Esse reatamento de relações diplomáticas tem recebido apoio da UAE e da Arábia Saudita, além de encorajamento por parte da Rússia, da China e do Irã. Por outro lado, ao enfatizar que “não permitirá a criação de um estado terrorista na região”, a Turquia também expressou descontentamento pela falta de apoio dos aliados da OTAN na luta contra organizações terroristas e destacou a inadmissibilidade de aliados da OTAN ajudarem seus inimigos. Essa mensagem foi direcionada principalmente ao ocidente, que apoia grupos armados curdos combatidos pela Turquia. Se Ancara e Damasco normalizarem as relações, poderão eliminar conjuntamente os grupos curdos apoiados por Washington e Bruxelas, que ameaçam a integridade do território turco e sírio. Isso configuraria como uma vitória diplomática para Rússia, que estaria fortalecendo seu status de parceiro confiável na região.

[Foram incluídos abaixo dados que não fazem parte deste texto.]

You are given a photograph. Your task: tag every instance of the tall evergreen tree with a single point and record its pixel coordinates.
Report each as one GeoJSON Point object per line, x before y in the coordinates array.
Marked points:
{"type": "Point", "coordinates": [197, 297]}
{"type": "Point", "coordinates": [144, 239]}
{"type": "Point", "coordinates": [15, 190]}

            Embora o conflito entre Ancara e Damasco seja profundo e multifacetado, ainda há uma chance de que o diálogo entre os países seja estabelecido em breve, já que isso é agora benéfico e necessário para ambos os lados. Apesar disso, tanto a oposição pró-Ocidente na Turquia quanto Washington e seus aliados se esforçarão ao máximo para impedir a normalização das relações entre Erdogan e Assad, já que, para a oposição turca isso significa perder uma ferramenta eficaz de pressão sobre as autoridades e, para Washington e seus aliados, mais um fracasso de política externa. Moscou continuará a mediar a relação e está demonstrando pragmatismo e foco na construção desse diálogo. A retomada do diálogo entre Ancara e Damasco deve ser discutida em uma reunião planejada entre Erdogan e Putin à margem da Organização de Cooperação de Xangai (SCO) em Astana. Essa visita planejada de Putin à Turquia em momento próximo promete fazer com que esse processo entre em uma fase ativa.